La successiva "The Next Is Mine" prosegue sulle coordinate tracciate da "They Dance In Circles", riportando però a galla tutto il bagaglio death metal: lo si sente nella pesantezza esecutiva, nella maggior furia espressa da alcune scelte in sede di arrangiamento. Se la prima parte è scandita da una semplice successione strofa e ritornello, le carte vengono rimescolate da una sezione strumentale decisa e dal ritorno della voce. La traccia è piuttosto breve, però è ben equilibrata. In questo caso il gruppo non ha voluto strofare, ed è un bene che sia stato così. Talvolta, la voglia di essere creativi fa perdere il senso della misura. Gli Infernal Poetry dimostrano invece un buon equilibrio compositivo, e questo è sintomo di maturità.
"Pathological Acts At 37 Degrees" sapete cosa mi ricorda? Beh, una rilettura dei System Of A Down in chiave death metal! Eheh, pensateci un po'! Il nevrotico riffettino iniziale, le improvvise e schizzatissime accelerazioni, il misto tra melodia e furia. Fatela cantare a Serj Tankian e poi ditemi se non ho ragione. Ovviamente, gli Infernal Poetry sono abbastanza intelligenti da metterci tanto del loro. In effetti la canzone, è stata scritta nello stile inconfondibile di questo gruppo. Si segnala il grande utilizzo della melodia, che però non va a scalfire l'impatto, sempre doloroso. La traccia si evolve su territori bizzarri, ma come una specie di Mr.Bungle dell'estremo, ritornano spesso su melodie o passaggi chiave che danno alla composizione un senso di unitarietà.

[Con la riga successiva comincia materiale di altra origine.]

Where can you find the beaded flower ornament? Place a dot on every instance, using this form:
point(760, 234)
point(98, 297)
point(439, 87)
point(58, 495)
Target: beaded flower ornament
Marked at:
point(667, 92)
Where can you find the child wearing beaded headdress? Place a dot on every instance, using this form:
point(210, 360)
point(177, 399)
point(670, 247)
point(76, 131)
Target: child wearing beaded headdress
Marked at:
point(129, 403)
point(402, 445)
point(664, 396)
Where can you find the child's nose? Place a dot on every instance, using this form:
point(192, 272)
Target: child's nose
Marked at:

Gran bel MCD, "Nervous System Checking". Sicuramente un'uscita di alto livello, equilibrata, che fa ben sperare in vista dell'album di prossima uscita "Nervous System Failure". Ciò che mi ha più incuriosito è la palese differenza tra la prima traccia e le tre successive. Quasi un omaggio al passato, seguito da tre tracce che guardano al futuro (o almeno al presente).
Vi segnalo altresì che il MCD contiene anche una bella sezione multimediale, contenente i due video di "Crawl" e "Hellspawn", due vecchie canzoni, e le riprese del gruppo durante la loro esibizione al Gods Of Metal del 2006. Un ideale complemento per "assaggiare" ciò che il gruppo ha saputo proporre nel passato.